Joseph was already eating peanut butter from a can for breakfast, fingerful by fingerful.

“How long have you been up?” Coot asked.

“Long enough to watch you have an ugly dream,” said the old man.

“Me?”

“You was moaning and groaning at something. Maybe it’s ’cause you stink so bad.”

Coot sniffed his own jacket. He smelled like manure. “You don’t smell too good yourself, you know,” said Coot.

“Maybe, but I didn’t sleep all curled up with that black mama cow like you did.”

Joseph licked the peanut butter from his finger like it was an ice cream cone. Joseph loved peanut butter because it didn’t interfere with his whiskey habit. Bread, for instance, interfered with whiskey—it soaked up all the contents in the stomach, he’d often tell Coot.

Joseph extended the can toward Coot. “Want some peanut butter?”

“No thanks,” said Coot. “It’s all yours.”

“You sure? A boy needs breakfast.”

“I’m sure.”

Coot rubbed his face and felt the beard growing on his jaw. He wondered what he looked like. He hadn’t seen his own reflection in weeks. He knew his general appearance had probably gone downhill. He probably looked as ragged as the old man did.

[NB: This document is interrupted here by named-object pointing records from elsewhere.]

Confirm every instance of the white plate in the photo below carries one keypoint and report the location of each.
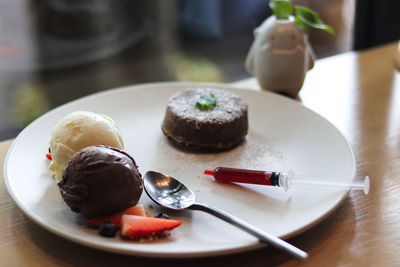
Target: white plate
(283, 134)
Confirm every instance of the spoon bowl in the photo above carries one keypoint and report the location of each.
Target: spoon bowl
(170, 193)
(167, 191)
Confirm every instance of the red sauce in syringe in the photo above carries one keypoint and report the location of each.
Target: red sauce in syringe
(225, 174)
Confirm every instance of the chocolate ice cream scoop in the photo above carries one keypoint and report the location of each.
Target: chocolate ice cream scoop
(101, 180)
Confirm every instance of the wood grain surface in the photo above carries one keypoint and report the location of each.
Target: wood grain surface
(360, 94)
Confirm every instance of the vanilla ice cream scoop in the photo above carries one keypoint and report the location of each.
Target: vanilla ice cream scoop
(78, 130)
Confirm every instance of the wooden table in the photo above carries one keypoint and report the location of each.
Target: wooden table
(360, 94)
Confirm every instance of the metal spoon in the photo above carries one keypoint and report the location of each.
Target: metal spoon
(170, 193)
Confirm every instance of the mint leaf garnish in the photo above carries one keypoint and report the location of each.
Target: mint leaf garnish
(206, 102)
(282, 9)
(307, 19)
(304, 17)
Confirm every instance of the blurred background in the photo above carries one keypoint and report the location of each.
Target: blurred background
(54, 51)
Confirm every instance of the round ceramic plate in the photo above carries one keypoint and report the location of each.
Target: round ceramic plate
(283, 135)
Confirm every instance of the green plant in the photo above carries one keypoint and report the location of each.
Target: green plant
(304, 17)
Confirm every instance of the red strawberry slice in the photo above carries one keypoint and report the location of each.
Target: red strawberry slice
(116, 218)
(137, 227)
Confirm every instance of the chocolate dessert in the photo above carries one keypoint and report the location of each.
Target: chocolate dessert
(206, 119)
(101, 180)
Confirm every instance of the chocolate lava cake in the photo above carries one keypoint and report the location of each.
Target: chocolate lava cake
(217, 128)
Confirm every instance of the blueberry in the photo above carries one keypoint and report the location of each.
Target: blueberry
(108, 229)
(162, 216)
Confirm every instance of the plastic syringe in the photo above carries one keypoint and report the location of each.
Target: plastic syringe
(282, 179)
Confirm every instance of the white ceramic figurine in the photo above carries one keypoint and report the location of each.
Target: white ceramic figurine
(280, 56)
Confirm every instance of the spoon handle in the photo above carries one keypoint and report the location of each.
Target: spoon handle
(263, 236)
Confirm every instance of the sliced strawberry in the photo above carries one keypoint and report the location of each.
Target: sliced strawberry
(116, 218)
(137, 227)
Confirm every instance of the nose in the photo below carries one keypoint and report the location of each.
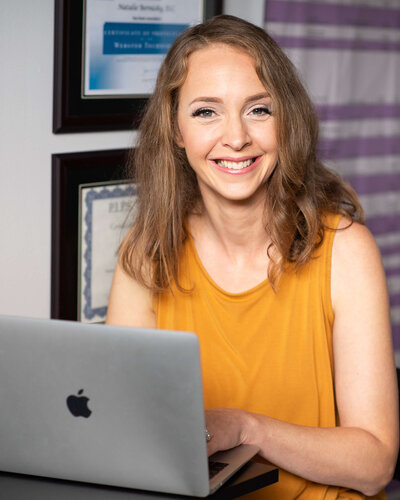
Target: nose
(235, 133)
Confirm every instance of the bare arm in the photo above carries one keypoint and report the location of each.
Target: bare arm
(361, 452)
(130, 304)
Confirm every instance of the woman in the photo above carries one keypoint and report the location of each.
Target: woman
(243, 237)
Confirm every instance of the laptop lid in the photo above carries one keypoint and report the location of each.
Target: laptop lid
(102, 404)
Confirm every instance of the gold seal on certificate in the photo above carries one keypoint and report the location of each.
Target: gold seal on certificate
(105, 215)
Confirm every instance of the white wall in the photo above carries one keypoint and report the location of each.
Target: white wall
(251, 10)
(26, 145)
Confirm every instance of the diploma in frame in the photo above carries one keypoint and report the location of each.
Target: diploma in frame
(104, 73)
(79, 179)
(105, 216)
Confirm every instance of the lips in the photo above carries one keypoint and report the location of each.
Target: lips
(236, 165)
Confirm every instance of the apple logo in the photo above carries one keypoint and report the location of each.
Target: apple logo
(78, 405)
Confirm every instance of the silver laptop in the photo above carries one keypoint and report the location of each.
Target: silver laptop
(109, 405)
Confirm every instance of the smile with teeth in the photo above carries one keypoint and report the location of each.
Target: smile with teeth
(235, 165)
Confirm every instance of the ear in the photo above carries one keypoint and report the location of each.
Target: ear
(178, 137)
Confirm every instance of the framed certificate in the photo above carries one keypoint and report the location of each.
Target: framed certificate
(91, 212)
(107, 56)
(105, 215)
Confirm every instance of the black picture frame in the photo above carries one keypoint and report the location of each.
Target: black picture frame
(72, 113)
(69, 171)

Joseph was a good man with questionable morals. But a good man nonetheless. He took Coot under his wing the moment he met him the night in the train yard. They became inseparable almost immediately. And the more Joseph’s health declined, the more Coot began to find himself responsible for the crippled old man, until it almost seemed as though Coot was Joseph’s babysitter.

Soon Coot alone was responsible for Joseph’s survival. He did his best to ensure Joseph had at least two meals per day and a place to sleep. They were glorified hobos, but if Joseph had been on his own, he would’ve surely died in a train yard somewhere, unnoticed.

But the old man’s personality was as vibrant as any Coot had ever known. He perceived life in a different way than Coot did.